Chunk Encoding Controlled Vocabulary: MS:1002312|MS-Numpress linear prediction compression

This uses the Numpress linear prediction method (10.1074/mcp.O114.037879) to compress the chunk’s values as raw bytes. Numpress creates a buffer containing an 8 byte fixed point, 4 byte value 0, 4 byte value 1, followed by 2 byte residuals for all subsequent values in the array. This means that the array is by definition not alignable to a 4- or 8-byte type. It also has no concept of nullity, which means it is not compatible with null marking.

To store Numpress linear encoded arrays, an extra column is added <array_name>_numpress_linear_bytes is added alongside the <array_name>_chunk_values column. It is a list of byte arrays (large_list<u8> in Arrow parlance, not large_binary, see discussion of string type “optimization”). The array index entry for this column MUST have buffer_format of chunk_transform and the same array type, array name, data type, unit, and data processing ID as the _chunk_values column. The transform field in the index MUST be MS:1002312.

Note: The start point is INCLUDED from the chunk values array. It is a specific component of the Numpress encoded bytes.

Opaque Array Transforms

In some cases, we might prefer to store data lossily in non-uniform, unaligned, or otherwise non-standard data types that don’t have a physical representation in Parquet. MS-Numpress’s short logged float (SLOF) and positive integer encodings are good examples of these cases. While the Numpress-Linear chunk encoding works for the coordinate dimension, we also support using other opaque transformations to encode the secondary arrays in chunks.

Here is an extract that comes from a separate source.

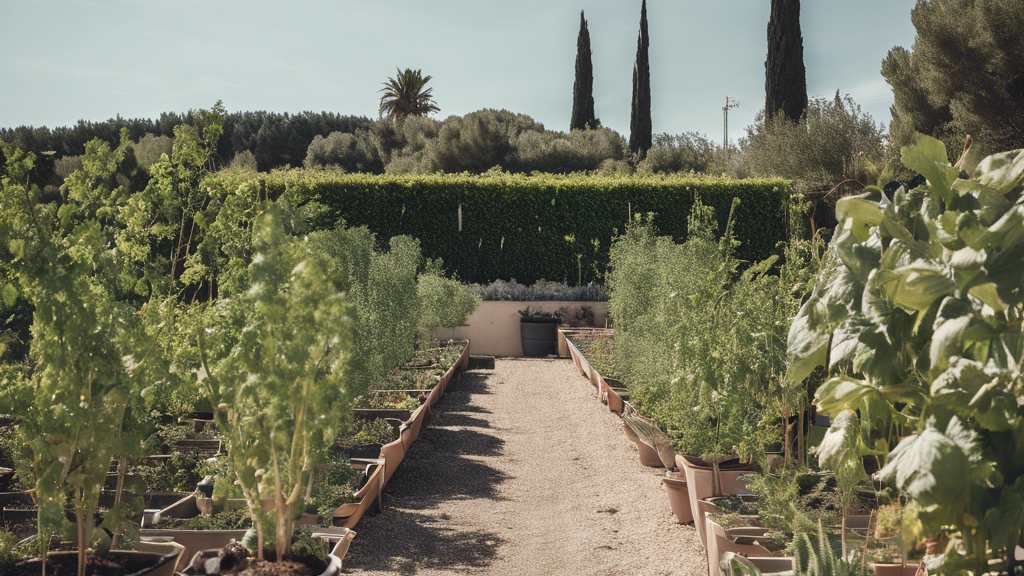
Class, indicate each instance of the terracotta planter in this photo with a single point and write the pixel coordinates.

These columns are also recorded in the array index with buffer_format = chunk_transform, the transform field in the index must be the CURIE for the relevant encoding method, such as MS:1002314 for MS-Numpress’s SLOF encoding. The column’s data type MUST be a list of byte arrays, though the type in the array index MUST be the decoded array’s real type after decoding. The column names SHOULD be of the form <array_name>_<transform_name>_bytes, e.g. intensity_numpress_slof_bytes.

How to read a single entry from the chunked encoding

To read a single entry (e.g. spectrum, chromatogram) that is stored in chunks, the following procedure may be used:

  1. Identify which columns are annotated as chunk_start, chunk_end, chunk_encoding, and chunk_values in the array index. The <entity_type>_index column MUST be the first column in the table, so it always has index 0.
  2. Find the row group which contains the entry’s index value by querying the row group-level metadata. Optionally, if the page index is available, find the row ranges for the pages that contain that index.
  3. Read the selected row group (or data page row range) and filter the selected rows to only those whose <entity_type>_index column equals the entry’s index.
  4. Optionally, sort the rows with respect to their chunk_start column’s value in appropriate order, usually ascending, for the quantity being measured.
  5. Process each selected row, decoding its chunk_values column according to the chunk_encoding column and any transform listed in the relevant array index. Unpack the chunk_secondary columns and process any tranforms as necessary, accumulating each column’s data arrays across rows. Processing transforms may require additional information from the entry_type’s metadata table.
  6. If the entry has additional auxiliary arrays, they must be read from the metadata table and decoded.

Why all these root nodes?

Couldn’t we just unwrap the top-level struct and move on with things?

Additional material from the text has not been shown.